Pensateci bene. La leva su cui alla fine tutti vanno ad appoggiarsi è sempre quella dei bei tempi della Dc: spremere chi è già spremuto e permettere a chi non paga o a chi guadagna senza fare nulla di continuare inesorabilmente a farlo. Nessuno - tecnici compresi - ha mai avuto la forza, il coraggio o almeno la decenza di mettere in vendita gli enormi asset pubblici, il patrimonio immobiliare, le partecipazioni nelle aziende nazionali e municipali per abbattere in maniera drastica il debito e finanziare così un vero taglio della tassazione sulle famiglie e sul lavoro. Niente. Troppe mangiatoie. Troppi burocrati da accontentare. Troppi politici di quarta fascia da sistemare. Troppe clientele da rabbonire. E così, sempre benzina e sigarette e addizionali e una tantum e ticket e imposte di solidarietà e ridicole tasse sul lusso che fanno entrare dieci e fanno perdere venti e certezze a prescindere a chi il posto già ce l'ha e pesci in faccia a chi non lo troverà mai. E non c'è verso. Destra, sinistra, centro o ex banchieri la solfa alla fine  è sempre quella. Come ai tempi di Guicciardini, come a quelli di Longanesi, come quelli (forse i più adeguati per rappresentarci per quello che siamo) di Alberto Sordi. I soliti italiani. Quelli che abitano quello strano paese dove non si finisce mai una guerra con gli stessi alleati con cui la si è iniziata, dove non c'è mai nessuno che vince e nessuno che perde, ma dove invece tutti alla fine si mettono d'accordo.

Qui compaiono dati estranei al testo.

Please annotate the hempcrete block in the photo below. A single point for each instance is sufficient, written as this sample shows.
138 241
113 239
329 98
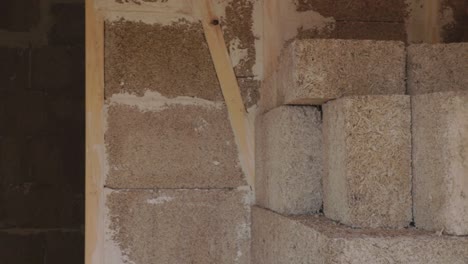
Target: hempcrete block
440 161
313 71
367 163
174 146
289 160
277 239
177 226
437 68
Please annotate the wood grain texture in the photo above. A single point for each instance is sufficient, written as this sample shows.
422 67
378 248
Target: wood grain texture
229 86
94 134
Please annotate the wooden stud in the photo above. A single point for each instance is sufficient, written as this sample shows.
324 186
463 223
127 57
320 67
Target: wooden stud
229 86
94 231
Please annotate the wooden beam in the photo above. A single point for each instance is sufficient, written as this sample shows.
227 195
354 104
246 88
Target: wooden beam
229 86
94 233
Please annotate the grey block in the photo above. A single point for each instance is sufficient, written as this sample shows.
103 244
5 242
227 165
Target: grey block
177 226
312 71
440 161
289 160
315 239
437 68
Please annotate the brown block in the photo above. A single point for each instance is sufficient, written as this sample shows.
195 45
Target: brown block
440 164
437 68
367 148
315 239
289 160
173 60
176 146
370 30
314 71
178 226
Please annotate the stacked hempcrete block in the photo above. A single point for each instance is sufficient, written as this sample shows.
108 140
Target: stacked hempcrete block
175 190
313 72
314 239
289 160
437 77
371 133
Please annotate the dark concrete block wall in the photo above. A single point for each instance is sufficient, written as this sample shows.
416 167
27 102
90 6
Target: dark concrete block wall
41 131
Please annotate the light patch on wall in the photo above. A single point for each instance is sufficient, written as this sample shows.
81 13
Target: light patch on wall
237 54
159 200
154 101
114 252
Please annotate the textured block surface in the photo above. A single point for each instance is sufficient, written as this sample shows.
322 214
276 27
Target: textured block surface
178 226
440 161
173 60
437 68
289 160
316 240
314 71
174 146
367 163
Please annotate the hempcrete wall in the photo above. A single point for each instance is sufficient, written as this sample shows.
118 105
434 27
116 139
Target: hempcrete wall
166 120
175 189
41 131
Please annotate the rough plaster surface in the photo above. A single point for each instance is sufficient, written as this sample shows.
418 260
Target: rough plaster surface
152 142
313 71
440 161
173 60
289 160
177 226
437 68
314 239
367 163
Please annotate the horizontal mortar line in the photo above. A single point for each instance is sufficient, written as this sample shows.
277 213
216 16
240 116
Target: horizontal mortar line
162 189
370 21
152 10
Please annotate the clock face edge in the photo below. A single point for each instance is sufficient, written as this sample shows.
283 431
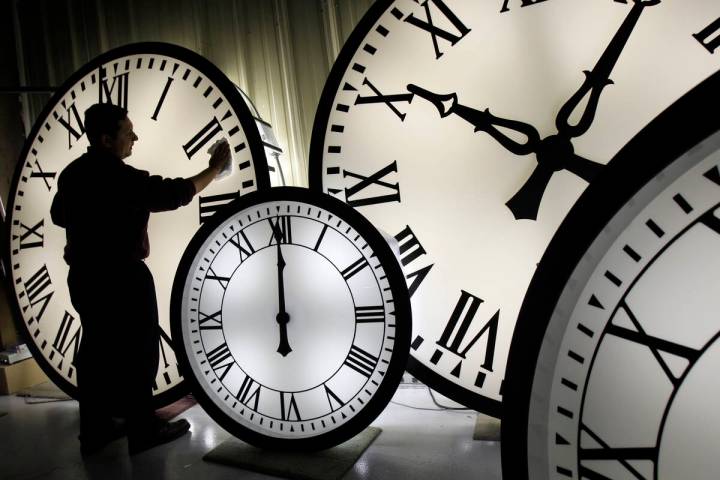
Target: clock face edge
671 135
401 346
237 104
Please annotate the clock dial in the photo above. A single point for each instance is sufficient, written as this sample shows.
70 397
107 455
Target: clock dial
468 129
294 318
612 370
180 105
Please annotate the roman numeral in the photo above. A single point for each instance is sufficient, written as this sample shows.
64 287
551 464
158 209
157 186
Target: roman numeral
655 344
454 335
208 205
605 452
73 125
210 322
115 92
370 314
280 230
333 400
374 179
163 342
524 3
45 176
65 339
709 37
436 32
241 241
249 392
223 281
31 237
202 138
162 98
220 359
356 267
39 290
361 361
388 100
288 407
410 250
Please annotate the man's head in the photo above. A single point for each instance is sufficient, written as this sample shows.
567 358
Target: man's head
108 128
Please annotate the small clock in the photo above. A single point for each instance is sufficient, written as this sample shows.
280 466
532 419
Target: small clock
180 104
613 366
467 129
293 319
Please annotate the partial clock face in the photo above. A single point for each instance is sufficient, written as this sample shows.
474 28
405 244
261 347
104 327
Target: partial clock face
622 384
294 319
468 129
180 104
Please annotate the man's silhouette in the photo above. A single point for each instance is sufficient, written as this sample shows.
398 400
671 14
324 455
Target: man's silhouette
104 205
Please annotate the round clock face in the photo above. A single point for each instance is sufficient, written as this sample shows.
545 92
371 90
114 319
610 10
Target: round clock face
622 382
294 318
180 104
468 129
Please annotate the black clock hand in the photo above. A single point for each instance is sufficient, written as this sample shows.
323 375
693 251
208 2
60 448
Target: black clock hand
483 120
282 317
597 79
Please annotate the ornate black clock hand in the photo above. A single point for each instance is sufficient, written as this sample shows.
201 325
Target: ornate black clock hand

Qualche animo candido (tra i quali anche chi scrive questo pezzo, pensate un po' che pirla) si era addirittura illuso che un governo d'emergenza composto da personalità di alto profilo intellettuale potesse finalmente tirarci fuori dalla palude sindacal-burocratico-statalista che in Italia strangola chi ha voglia di fare. Poveri tonti. Ci siamo beccati una riforma del lavoro talmente grottesca che ingessa ancor di più la rigidità del mercato così da garantire il posto fisso agli svariati lazzaroni e analfabeti di andata che, alla faccia dei tanti che lavorano sul serio al loro fianco, grufolano negli uffici, nei ministeri, nelle scuole (e nelle redazioni dei giornali) e da impedire ai giovani capaci, intelligenti, volonterosi e laureati (e quanti ce ne sono anche nel mondo dell'informazione) di meritarsene uno, condannandoli invece a invecchiare e intristire senza alcuna prospettiva. Mai. E brava ministra Fornero, un personaggino tutto compreso di sé che in un qualsiasi paese col senso della decenza, dopo la buffonata degli esodati, sarebbe stata accompagnata alla porta dall'ultimo degli uscieri.
Ci saranno le primarie del Pd, e poi forse quelle - felliniane - del Pdl, ci saranno le rimpatriate dei reduci leghisti - i più scornati di tutti - , le adunate un po' castriste dei grillini, le salottate chic del tecnici o presunti tali, la demagogia ad alzo zero dei supersinistri e tutto il resto che volete voi. Ma alla fine, state tranquilli, chiunque vinca  a marzo non abbandonerà il sentiero battuto da sempre, così da far cascare i prossimi sacrifici ancora sul groppone dei soliti. Perché questa è la nostra classe politica, questo il nostro soviet sindacale, questo il nostro gulag assistenzialista, questa la nostra storia. La storia è maestra di vita, certo, ma è anche un macigno. È per questo che noi siamo noi e gli altri - molto spesso - sono meglio.